Yesterday afternoon was actually quite full of surprises. I set off to make some Mince Pie Christmas Tree thingies, a recipe from this month's Good Food magazine. They looked really cute in the magazine and I thought Todd would really love them. He loves pies and anything with mincemeat in them, and it is Christmas! I got out the puff pastry that I had especially bought just for this recipe and my jar of mincemeat. I lay out the pastry, spread it with the filling, topped it with another piece of pastry and then . . . what the heck . . . the instructions made no sense to me whatsoever! I must have read them half a dozen times and moved the pastry around here and there on the counter top, but I could still not figure the instructions out.
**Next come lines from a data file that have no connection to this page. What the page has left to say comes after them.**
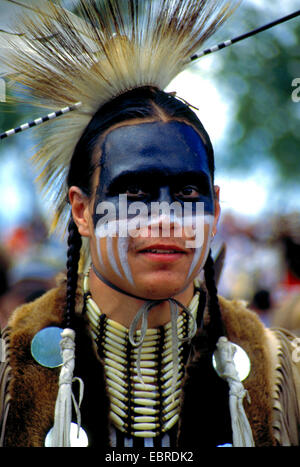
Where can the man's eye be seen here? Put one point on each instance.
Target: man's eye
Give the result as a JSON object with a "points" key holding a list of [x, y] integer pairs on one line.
{"points": [[187, 192], [135, 192]]}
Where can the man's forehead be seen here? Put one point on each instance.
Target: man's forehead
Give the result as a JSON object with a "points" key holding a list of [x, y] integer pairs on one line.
{"points": [[157, 143]]}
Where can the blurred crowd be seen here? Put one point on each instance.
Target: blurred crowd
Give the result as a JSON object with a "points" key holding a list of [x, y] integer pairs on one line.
{"points": [[259, 263], [30, 261]]}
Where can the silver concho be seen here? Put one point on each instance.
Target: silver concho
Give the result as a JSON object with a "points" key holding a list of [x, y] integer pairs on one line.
{"points": [[241, 361], [45, 347], [77, 440]]}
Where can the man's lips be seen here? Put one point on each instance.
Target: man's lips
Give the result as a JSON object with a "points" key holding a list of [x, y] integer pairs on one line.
{"points": [[162, 252]]}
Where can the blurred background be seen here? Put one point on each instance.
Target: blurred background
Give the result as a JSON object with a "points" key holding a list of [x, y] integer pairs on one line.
{"points": [[248, 98]]}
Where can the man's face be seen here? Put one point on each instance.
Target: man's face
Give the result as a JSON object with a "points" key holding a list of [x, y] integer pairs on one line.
{"points": [[154, 208]]}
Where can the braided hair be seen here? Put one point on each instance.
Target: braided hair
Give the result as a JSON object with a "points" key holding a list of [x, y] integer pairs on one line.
{"points": [[215, 327], [73, 256], [144, 102]]}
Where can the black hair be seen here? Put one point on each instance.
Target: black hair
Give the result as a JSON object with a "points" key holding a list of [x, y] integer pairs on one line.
{"points": [[140, 103]]}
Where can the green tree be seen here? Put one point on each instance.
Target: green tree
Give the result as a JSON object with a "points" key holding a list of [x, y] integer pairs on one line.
{"points": [[256, 76]]}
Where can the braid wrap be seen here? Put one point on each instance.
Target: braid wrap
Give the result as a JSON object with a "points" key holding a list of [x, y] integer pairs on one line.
{"points": [[215, 327]]}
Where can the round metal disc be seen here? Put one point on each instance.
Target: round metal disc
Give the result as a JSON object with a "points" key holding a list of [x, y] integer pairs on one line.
{"points": [[241, 361], [45, 347], [80, 441]]}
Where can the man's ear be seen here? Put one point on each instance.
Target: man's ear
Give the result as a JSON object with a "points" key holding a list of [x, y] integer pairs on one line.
{"points": [[217, 208], [80, 210]]}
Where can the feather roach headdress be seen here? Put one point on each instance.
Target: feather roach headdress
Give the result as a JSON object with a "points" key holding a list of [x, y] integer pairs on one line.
{"points": [[60, 59], [107, 48]]}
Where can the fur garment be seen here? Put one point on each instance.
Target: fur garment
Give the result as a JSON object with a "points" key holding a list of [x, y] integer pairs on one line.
{"points": [[33, 388]]}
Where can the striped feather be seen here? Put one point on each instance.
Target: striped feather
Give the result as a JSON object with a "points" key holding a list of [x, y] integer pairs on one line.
{"points": [[97, 55]]}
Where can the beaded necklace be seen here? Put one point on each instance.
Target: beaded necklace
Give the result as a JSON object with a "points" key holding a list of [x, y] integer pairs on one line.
{"points": [[149, 407]]}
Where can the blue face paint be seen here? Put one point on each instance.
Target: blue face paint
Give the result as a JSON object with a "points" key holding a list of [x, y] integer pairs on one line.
{"points": [[155, 162], [150, 163]]}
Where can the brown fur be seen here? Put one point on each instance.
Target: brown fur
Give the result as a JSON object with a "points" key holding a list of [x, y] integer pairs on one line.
{"points": [[33, 389]]}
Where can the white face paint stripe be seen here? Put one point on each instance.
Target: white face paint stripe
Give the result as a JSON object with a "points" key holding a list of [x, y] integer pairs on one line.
{"points": [[208, 220], [195, 261], [111, 256], [123, 255]]}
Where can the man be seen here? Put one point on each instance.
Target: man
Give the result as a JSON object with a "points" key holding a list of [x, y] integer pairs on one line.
{"points": [[154, 347]]}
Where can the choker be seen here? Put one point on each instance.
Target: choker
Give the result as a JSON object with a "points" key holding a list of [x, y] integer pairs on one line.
{"points": [[143, 380]]}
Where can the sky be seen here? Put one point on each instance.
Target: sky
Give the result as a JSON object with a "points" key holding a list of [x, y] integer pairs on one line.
{"points": [[18, 194]]}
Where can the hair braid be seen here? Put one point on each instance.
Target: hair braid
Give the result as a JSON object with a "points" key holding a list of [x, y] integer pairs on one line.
{"points": [[215, 327], [73, 255]]}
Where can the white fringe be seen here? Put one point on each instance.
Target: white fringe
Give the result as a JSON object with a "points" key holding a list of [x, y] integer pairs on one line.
{"points": [[63, 407], [241, 429]]}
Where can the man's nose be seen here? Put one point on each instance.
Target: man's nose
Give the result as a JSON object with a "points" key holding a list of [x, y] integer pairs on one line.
{"points": [[165, 194]]}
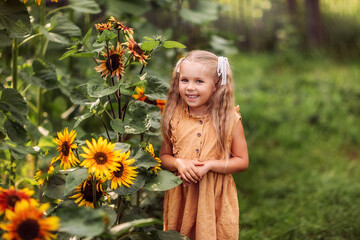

So, what you see here this morning is not pretty little Puff Pastry Mincemeat Christmas Trees . . . but lovely little square puffs filled with Mincemeat! I shall give you the recipe for the trees, and perhaps you can figure it out, but if not you can do what I did and just cut it into squares. They taste very delicious nonetheless, whether in a tree shape or in squares! (These will not be eaten on the White Leather Sofa . . . )
*Mince Pie Trees*
Make sure your pastry is well chilled for this. Puffy little cloud like bites, filled full of delicious gooey and spicy mincemeat.
Plain flour for dusting
425g pack of ready rolled puff pastry
(the one with 2 sheets in the pack)
350g jar of mincemeat
1 egg, beaten
icing sugar for dusting
Pre-heat the oven to 200*C/400*F. Line two baking sheets with parchment paper.
Lightly dust the counter top with some flour. Lay out one of the pastry sheets, with the long edge nearest to you. Spread with mincemeat. Top with the second sheet of pastry, then cut it in half width ways, down the middle.
(Now here's where it lost me)
For each piece, cut into 4 strips down, measuring 6 cm, 4 cm, 2 cm and 2 cm in width. Next, cut across evenly to make 12 *ladders* of pastry. Dip the knife in flour if it sticks. Brush with egg and then chill for 10 minutes.
Build the trees on the baking sheets. Stack the strips, mincemeat middles facing up, starting with the longest and finishing with the smallest.
Once stacked, squash with your hand to flatten into a tree shape. Bake for 20 minutes, or until the pastry is golden and the mincemeat is bubbling. Leave to cool on the tray for five minutes, before lifting off onto a wire rack with a palette knife to finish cooling. Dust with icing sugar to serve.
**If you are like me and cannot for the life of you figure out what exactly they want you to do, just cut it into 24 equally sized squares, pop them onto the prepared baking sheets, and bake as noted.